La première scène du film se déroule dans la chapelle du palais des Salina. Affolée par le débarquement des Chemises Rouges à Marsala, la famille se réfugie dans la prière. Il y a toutefois un mouton noir, Tancrède (joué par Alain Delon). Jeune homme fougueux et ambitieux, il a décidé de rejoindre la sédition : après tout, le commanditaire de la révolte contre le roi de Naples est un autre roi, celui de Savoie. Il faut que tout change pour que rien ne change, dit-il à son oncle, le Prince Salina (Burt Lancaster).
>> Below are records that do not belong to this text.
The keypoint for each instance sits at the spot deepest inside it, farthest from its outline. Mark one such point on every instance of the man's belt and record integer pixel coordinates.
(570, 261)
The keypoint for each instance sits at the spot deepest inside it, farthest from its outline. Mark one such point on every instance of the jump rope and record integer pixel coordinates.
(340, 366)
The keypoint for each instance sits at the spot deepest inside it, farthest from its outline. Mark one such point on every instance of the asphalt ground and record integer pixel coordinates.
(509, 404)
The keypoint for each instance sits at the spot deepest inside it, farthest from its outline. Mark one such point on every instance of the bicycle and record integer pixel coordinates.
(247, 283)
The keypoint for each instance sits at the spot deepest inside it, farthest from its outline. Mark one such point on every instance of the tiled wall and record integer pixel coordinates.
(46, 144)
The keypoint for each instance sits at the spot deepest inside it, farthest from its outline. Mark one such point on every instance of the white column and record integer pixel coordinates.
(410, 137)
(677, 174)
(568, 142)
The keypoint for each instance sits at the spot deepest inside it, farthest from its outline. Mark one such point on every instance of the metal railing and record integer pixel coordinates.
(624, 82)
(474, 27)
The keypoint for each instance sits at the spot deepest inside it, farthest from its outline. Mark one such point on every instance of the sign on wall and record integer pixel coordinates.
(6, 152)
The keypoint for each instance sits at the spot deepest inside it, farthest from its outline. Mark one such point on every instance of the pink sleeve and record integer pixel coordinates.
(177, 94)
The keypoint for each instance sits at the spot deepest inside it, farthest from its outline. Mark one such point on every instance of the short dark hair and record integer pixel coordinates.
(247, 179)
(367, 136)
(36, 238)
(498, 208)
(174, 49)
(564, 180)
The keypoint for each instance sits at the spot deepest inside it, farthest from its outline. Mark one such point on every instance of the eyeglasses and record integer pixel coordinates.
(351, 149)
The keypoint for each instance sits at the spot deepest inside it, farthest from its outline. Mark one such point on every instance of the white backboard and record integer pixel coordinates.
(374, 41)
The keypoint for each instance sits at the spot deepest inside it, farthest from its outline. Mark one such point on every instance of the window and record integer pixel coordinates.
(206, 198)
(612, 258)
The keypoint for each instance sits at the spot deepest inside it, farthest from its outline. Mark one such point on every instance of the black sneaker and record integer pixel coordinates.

Celui-ci accepte le pari et mise sur son neveu.

Le Prince Fabrizio Salina est aristocrate jusqu’au bout des ongles. C’est aussi un stratège. Pour que Tancrède réussisse dans le contexte de l’Italie piémontaise, il lui faut de l’argent. Fabrizio organise son mariage avec Angelica (Claudia Cardinale), la fille du maire du bourg où la famille Salina prend ses quartiers d’été. Don Calogero Sedara est influent et riche. L’ambition cynique et débridée de Tancrède associée à la fortune et aux réseaux de Don Calogero devraient maintenir la famille Salina à flot pendant quelques dizaines d’années.

Fabrizio est d’un pessimisme radical. Il ne voit pas de changement possible pour la Sicile : dans cette terre traversée au cours de l’histoire par des envahisseurs, écrasée par un climat rude, les gens ont la nonchalance d’esthètes convaincus de leur supériorité. Il se bat pour le seul objectif qu’il sait pouvoir réaliser, la survie de sa dynastie. Mais il sait qu’à sa génération, celle les lions et des guépards, succèdera celle des hyènes et des chacals.

Le bal donné à l’occasion des fiançailles de Tancrède et Angelica est une apothéose pour Fabrizio, qui a donné corps à son projet et mis sur orbite l’alliance des Salina et des Sedara. C’est aussi le moment où il voit clairement sa mort approcher. Noble dans le fond du cœur, il la toise sans crainte.

Photo  du film « Le Guépard » : la valse du Prince Salina et Angelica.